It would be so easy to lie.
He didn't get it, he wouldn't understand.
Ellie felt like this was probably a bit of what Joel felt on that bluff above Jackson, years ago. It would be so easy.
She opened her eyes and looked up at Tommy, at the neutral expression he held.
"I.. I did."
"Seein' as you're back, I can assume she's no longer with us?" She stared at him. "Well, come on girl, don't keep me in suspense."
Ellie looked away for a moment, steeling herself. "I let her go."
"Excuse me?" There it was, the anger she had been expecting since the moment she had sat plucking away a guitar she couldn't play anymore and decided to come back instead of just staying away. Maria had been understanding, if not okay with her. Dina had been indifferent, cold. This is what she had expected. "You're gone for months and you come back with 'I let her go'?"
This is what she deserved.
"When I found her, Tommy, I.." Ellie tried to put into words what she had seen, how Abby looked tied to that pillar. Words failed her. "It just wasn't worth it."
"Wasn't worth it?
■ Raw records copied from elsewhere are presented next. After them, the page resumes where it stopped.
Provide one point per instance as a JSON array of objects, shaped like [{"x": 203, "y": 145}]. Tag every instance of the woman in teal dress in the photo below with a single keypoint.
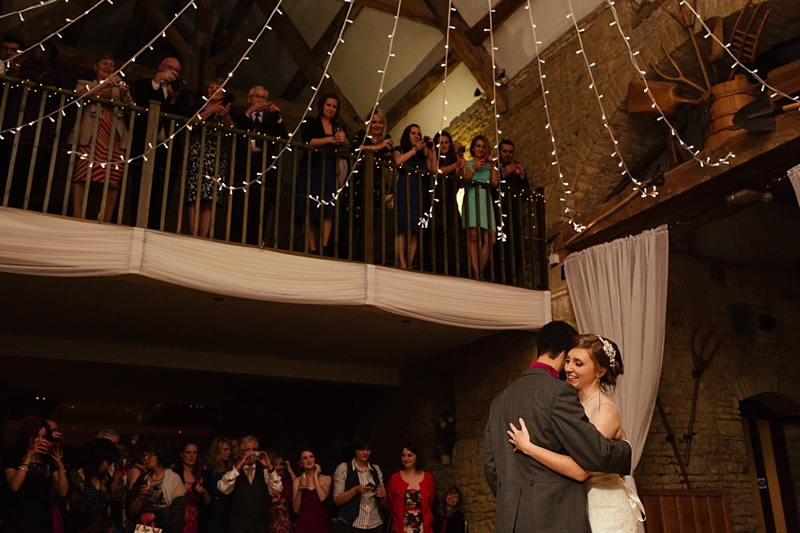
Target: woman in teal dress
[{"x": 478, "y": 209}]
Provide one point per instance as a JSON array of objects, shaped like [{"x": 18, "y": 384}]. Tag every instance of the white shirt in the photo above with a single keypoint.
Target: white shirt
[{"x": 228, "y": 481}]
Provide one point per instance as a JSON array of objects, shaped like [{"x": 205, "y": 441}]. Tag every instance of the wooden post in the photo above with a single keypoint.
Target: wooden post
[
  {"x": 149, "y": 163},
  {"x": 368, "y": 216}
]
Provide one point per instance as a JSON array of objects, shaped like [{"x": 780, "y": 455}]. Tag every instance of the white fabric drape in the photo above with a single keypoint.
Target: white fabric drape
[
  {"x": 44, "y": 245},
  {"x": 619, "y": 291}
]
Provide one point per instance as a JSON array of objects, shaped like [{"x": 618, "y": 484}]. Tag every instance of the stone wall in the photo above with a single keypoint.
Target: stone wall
[
  {"x": 745, "y": 366},
  {"x": 584, "y": 147}
]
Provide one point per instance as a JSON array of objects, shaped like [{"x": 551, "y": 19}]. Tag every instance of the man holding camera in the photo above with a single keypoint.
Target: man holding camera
[
  {"x": 167, "y": 88},
  {"x": 264, "y": 117},
  {"x": 250, "y": 495}
]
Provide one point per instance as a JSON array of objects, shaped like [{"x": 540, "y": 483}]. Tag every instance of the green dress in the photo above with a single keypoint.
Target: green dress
[{"x": 478, "y": 204}]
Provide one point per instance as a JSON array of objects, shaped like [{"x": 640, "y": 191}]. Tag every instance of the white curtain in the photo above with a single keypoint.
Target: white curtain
[
  {"x": 44, "y": 245},
  {"x": 619, "y": 291}
]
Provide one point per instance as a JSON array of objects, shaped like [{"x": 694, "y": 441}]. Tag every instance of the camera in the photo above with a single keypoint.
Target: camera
[{"x": 229, "y": 98}]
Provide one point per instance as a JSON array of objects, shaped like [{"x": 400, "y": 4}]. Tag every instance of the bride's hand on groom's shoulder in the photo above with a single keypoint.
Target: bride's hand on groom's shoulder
[{"x": 519, "y": 437}]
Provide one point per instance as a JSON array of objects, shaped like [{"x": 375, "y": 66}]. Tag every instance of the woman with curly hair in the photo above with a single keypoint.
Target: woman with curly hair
[{"x": 33, "y": 474}]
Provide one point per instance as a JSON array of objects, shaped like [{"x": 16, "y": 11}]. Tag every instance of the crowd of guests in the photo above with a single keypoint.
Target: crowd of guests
[
  {"x": 125, "y": 486},
  {"x": 101, "y": 138}
]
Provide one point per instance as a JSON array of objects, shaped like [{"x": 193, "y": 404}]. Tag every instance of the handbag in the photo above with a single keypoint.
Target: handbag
[{"x": 144, "y": 528}]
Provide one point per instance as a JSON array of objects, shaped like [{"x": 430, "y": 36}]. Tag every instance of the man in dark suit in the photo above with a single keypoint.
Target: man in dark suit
[
  {"x": 264, "y": 117},
  {"x": 164, "y": 87},
  {"x": 531, "y": 497}
]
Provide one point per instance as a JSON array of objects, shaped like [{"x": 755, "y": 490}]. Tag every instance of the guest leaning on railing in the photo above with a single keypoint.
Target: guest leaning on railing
[
  {"x": 410, "y": 153},
  {"x": 326, "y": 132},
  {"x": 97, "y": 164},
  {"x": 478, "y": 209},
  {"x": 213, "y": 153}
]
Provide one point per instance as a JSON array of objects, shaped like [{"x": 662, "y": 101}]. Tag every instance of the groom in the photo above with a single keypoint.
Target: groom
[{"x": 530, "y": 497}]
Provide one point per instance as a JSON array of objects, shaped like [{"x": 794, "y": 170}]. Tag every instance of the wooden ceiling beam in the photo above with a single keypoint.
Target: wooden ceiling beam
[
  {"x": 294, "y": 42},
  {"x": 690, "y": 191},
  {"x": 226, "y": 37},
  {"x": 415, "y": 10},
  {"x": 423, "y": 88},
  {"x": 49, "y": 20},
  {"x": 502, "y": 11},
  {"x": 173, "y": 35},
  {"x": 320, "y": 51},
  {"x": 476, "y": 58}
]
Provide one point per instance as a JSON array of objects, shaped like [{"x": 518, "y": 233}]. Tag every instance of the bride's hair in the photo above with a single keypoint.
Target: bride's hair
[{"x": 605, "y": 354}]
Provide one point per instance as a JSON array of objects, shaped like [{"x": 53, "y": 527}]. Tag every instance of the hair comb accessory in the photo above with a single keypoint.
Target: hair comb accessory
[{"x": 610, "y": 351}]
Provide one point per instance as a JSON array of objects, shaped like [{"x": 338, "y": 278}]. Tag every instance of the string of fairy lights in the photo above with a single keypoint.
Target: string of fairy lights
[
  {"x": 501, "y": 235},
  {"x": 566, "y": 197},
  {"x": 315, "y": 89},
  {"x": 221, "y": 89},
  {"x": 604, "y": 117},
  {"x": 426, "y": 218},
  {"x": 27, "y": 9},
  {"x": 69, "y": 23},
  {"x": 79, "y": 100},
  {"x": 382, "y": 72}
]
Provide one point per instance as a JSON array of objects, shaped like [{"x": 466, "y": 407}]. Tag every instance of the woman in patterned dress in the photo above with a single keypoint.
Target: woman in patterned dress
[
  {"x": 197, "y": 486},
  {"x": 215, "y": 113},
  {"x": 279, "y": 519},
  {"x": 96, "y": 165},
  {"x": 91, "y": 490},
  {"x": 410, "y": 494}
]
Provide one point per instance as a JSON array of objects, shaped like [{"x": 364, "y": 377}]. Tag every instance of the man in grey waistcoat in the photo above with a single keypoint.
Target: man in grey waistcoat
[
  {"x": 250, "y": 483},
  {"x": 530, "y": 497}
]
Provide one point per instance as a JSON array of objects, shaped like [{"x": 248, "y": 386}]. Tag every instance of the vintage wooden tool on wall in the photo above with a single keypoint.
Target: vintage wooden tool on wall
[{"x": 718, "y": 102}]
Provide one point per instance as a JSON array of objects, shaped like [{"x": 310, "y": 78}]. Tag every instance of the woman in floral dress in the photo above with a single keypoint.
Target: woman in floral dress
[{"x": 410, "y": 494}]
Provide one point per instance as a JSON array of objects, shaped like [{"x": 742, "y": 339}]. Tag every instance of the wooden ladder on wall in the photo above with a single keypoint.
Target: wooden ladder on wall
[{"x": 686, "y": 511}]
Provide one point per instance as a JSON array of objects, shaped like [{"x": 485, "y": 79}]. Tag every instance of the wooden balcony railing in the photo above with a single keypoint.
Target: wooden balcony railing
[{"x": 45, "y": 166}]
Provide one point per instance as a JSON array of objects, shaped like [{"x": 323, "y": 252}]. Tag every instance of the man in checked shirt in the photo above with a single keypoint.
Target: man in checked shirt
[{"x": 358, "y": 491}]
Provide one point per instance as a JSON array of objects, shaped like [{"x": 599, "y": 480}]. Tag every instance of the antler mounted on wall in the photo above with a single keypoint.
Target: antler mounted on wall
[{"x": 701, "y": 363}]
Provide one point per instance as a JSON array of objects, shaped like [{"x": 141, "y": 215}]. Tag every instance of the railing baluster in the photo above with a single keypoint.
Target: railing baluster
[
  {"x": 36, "y": 139},
  {"x": 53, "y": 154},
  {"x": 107, "y": 173},
  {"x": 15, "y": 148},
  {"x": 276, "y": 214},
  {"x": 187, "y": 139},
  {"x": 217, "y": 157},
  {"x": 125, "y": 165}
]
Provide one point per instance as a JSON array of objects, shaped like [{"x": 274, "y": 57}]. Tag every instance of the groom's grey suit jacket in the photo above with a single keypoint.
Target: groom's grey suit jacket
[{"x": 530, "y": 497}]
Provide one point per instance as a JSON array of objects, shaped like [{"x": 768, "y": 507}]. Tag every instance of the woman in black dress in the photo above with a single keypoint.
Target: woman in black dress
[
  {"x": 91, "y": 489},
  {"x": 410, "y": 153},
  {"x": 204, "y": 175},
  {"x": 34, "y": 474},
  {"x": 327, "y": 133}
]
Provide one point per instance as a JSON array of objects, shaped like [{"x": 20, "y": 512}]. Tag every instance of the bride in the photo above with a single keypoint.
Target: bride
[{"x": 592, "y": 365}]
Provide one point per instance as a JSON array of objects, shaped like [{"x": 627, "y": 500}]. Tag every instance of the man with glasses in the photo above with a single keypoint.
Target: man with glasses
[
  {"x": 359, "y": 492},
  {"x": 251, "y": 484}
]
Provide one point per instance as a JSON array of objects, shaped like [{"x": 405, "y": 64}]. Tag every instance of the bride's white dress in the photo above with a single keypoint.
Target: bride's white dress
[{"x": 612, "y": 507}]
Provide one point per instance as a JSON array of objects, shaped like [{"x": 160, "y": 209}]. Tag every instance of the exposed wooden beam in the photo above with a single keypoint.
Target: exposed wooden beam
[
  {"x": 502, "y": 11},
  {"x": 690, "y": 191},
  {"x": 225, "y": 38},
  {"x": 294, "y": 42},
  {"x": 422, "y": 89},
  {"x": 415, "y": 10},
  {"x": 320, "y": 51},
  {"x": 173, "y": 35},
  {"x": 476, "y": 58}
]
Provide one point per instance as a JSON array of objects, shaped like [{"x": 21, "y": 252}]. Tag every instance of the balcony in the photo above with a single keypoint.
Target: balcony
[{"x": 133, "y": 278}]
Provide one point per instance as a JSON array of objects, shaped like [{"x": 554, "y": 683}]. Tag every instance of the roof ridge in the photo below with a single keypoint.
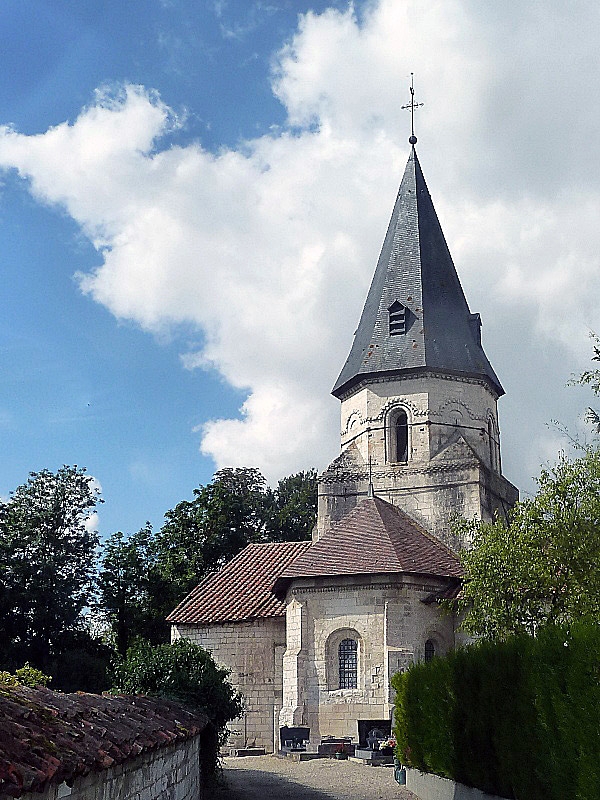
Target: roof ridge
[{"x": 422, "y": 530}]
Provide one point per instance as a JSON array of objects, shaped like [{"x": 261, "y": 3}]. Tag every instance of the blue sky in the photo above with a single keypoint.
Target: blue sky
[{"x": 194, "y": 195}]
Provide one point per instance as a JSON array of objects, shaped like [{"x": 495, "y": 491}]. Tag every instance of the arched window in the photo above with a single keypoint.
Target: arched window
[
  {"x": 348, "y": 664},
  {"x": 429, "y": 650},
  {"x": 401, "y": 436}
]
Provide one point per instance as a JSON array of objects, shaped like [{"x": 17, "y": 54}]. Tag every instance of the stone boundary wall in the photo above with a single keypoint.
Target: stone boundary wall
[
  {"x": 431, "y": 787},
  {"x": 168, "y": 773}
]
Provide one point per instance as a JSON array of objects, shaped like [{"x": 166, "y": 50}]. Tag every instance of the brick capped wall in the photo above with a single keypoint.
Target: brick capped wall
[{"x": 170, "y": 773}]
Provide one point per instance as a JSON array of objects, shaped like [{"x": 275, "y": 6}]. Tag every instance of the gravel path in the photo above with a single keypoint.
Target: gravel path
[{"x": 272, "y": 778}]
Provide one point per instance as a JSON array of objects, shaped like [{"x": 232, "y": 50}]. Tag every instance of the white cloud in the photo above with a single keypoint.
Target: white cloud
[{"x": 269, "y": 248}]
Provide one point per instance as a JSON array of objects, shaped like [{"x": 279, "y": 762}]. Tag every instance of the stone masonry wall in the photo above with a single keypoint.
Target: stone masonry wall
[
  {"x": 252, "y": 651},
  {"x": 170, "y": 773},
  {"x": 454, "y": 453},
  {"x": 391, "y": 624}
]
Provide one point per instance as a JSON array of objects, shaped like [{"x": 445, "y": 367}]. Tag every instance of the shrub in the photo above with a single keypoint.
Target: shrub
[
  {"x": 503, "y": 716},
  {"x": 25, "y": 676},
  {"x": 186, "y": 672}
]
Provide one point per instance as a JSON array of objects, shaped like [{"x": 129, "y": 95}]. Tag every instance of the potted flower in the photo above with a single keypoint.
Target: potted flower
[
  {"x": 341, "y": 753},
  {"x": 386, "y": 747}
]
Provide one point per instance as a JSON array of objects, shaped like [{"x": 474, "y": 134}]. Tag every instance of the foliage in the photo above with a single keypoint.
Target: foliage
[
  {"x": 501, "y": 716},
  {"x": 47, "y": 555},
  {"x": 186, "y": 672},
  {"x": 292, "y": 508},
  {"x": 25, "y": 676},
  {"x": 544, "y": 566},
  {"x": 235, "y": 509},
  {"x": 126, "y": 588}
]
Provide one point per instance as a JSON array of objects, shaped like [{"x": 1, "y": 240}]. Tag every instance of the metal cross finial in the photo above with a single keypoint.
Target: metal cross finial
[{"x": 412, "y": 105}]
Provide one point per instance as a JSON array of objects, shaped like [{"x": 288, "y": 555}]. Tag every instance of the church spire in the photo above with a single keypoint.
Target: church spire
[{"x": 416, "y": 317}]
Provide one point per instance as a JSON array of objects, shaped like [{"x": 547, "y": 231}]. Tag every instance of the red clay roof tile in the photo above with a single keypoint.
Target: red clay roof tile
[
  {"x": 242, "y": 589},
  {"x": 375, "y": 537}
]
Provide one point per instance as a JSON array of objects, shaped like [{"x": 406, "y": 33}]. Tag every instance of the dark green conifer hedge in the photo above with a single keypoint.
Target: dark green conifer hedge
[{"x": 519, "y": 719}]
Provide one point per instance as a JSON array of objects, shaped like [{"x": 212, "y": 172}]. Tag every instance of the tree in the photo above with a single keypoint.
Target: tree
[
  {"x": 293, "y": 508},
  {"x": 235, "y": 509},
  {"x": 47, "y": 563},
  {"x": 544, "y": 565},
  {"x": 126, "y": 588}
]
After all he did for you?"
Her hands shook as she finally met his furious gaze, a sudden realization dawning on her. "You knew, didn't you?" He had lost much of his aggressive posture then, surprise crossing his face. "How long?"
"Look, Ellie-"
She smashed her fists down on the table, rattling it on its shaky legs. "How long?!"
"He told me a few days after you guys came back from Salt Lake, and he-" His good eye flitted down. "Christ, Ellie.."
Anger left her as she realized what he was looking at, and she unclenched her fist. The two stubs where her fingers stood out so plainly, and she could feel the bruise that was going to form on the bottom of her palm.
"Everything that I've done."
Did she say that out loud?
She stood, suddenly and without really knowing why. It felt hard to breathe, like she was the one being held underwater.
Tommy's mouth was moving, but the words were lost in the pounding of her heart, the chill running through her limbs and making her shiver in sweat soaked clothing.
Like a pane of glass with cracks spreading through it, she felt the break coming, she felt the need to get away.
She was drowning, and all she could see was his face as he told her what had happened in the hospital.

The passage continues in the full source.